Mortgage banking economists have improved their outlook for loan originations during the current quarter. Full-year expectations have risen for three months in a row.
From July 1, 2017, through Oct. 31, home-lending volume is expected to reach $455 billion. In the final quarter of this year, production is projected at just $348 billion.
The trough will occur in the first quarter of next year, when
mortgage originations are expected to come in at only $345 billion.
Third-quarter 2017 expectations improved from last month, when the Mortgage Bankers Association — which made the latest predictions in its MBA Mortgage Finance Forecast for July — previously projected $440 billion.
In fact, MBA has improved its forecast each month since April 2017.
The origination of loans to finance a home purchase are expected to total $320 billion during the current quarter then sink to $241 billion in the fourth quarter. The third-quarter outlook improved from $315 billion in June’s report.
Refinance volume is expected to fall from $135 billion this quarter to $107 billion three months later.
MBA raised the third-quarter number from $125 billion predicted in June.
Full-year overall originations are expected to fall from $1.627 trillion this year to $1.588 trillion in 2018. But the trade group has business in 2019 ascending to $1.640 trillion.

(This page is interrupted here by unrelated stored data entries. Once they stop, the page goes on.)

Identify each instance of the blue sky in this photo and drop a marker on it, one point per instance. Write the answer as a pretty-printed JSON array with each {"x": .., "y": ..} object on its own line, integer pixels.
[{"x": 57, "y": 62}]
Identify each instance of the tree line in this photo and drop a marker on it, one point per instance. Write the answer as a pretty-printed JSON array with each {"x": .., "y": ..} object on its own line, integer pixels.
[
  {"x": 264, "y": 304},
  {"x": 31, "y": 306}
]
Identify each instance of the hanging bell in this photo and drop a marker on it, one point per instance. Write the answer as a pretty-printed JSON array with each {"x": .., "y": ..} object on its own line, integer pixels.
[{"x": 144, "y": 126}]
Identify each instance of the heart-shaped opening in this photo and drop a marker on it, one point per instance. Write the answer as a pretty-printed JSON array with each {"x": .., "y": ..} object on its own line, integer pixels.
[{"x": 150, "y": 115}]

The 2017 projection was raised from $1.612 trillion.
Purchase originations are expected to climb from $1.089 trillion this year to $1.178 trillion in 2018 and $1.245 trillion in 2019. MBA previously predicted $1.084 in 2017 purchase-money lending.
Refinance volume will tumble from $0.538 trillion in all of 2017 to $0.410 next year and $0.395 in 2019.
This year’s outlook grew from $0.528 trillion predicted last month.
Refinance share is expected to thin from a third this year to 26 percent next year and just under a fourth in 2019.
One-to-four unit
mortgage debt outstanding is expected to grow from $10.050 trillion this year to $10.450 trillion in 2018 and $10.850 trillion the following year.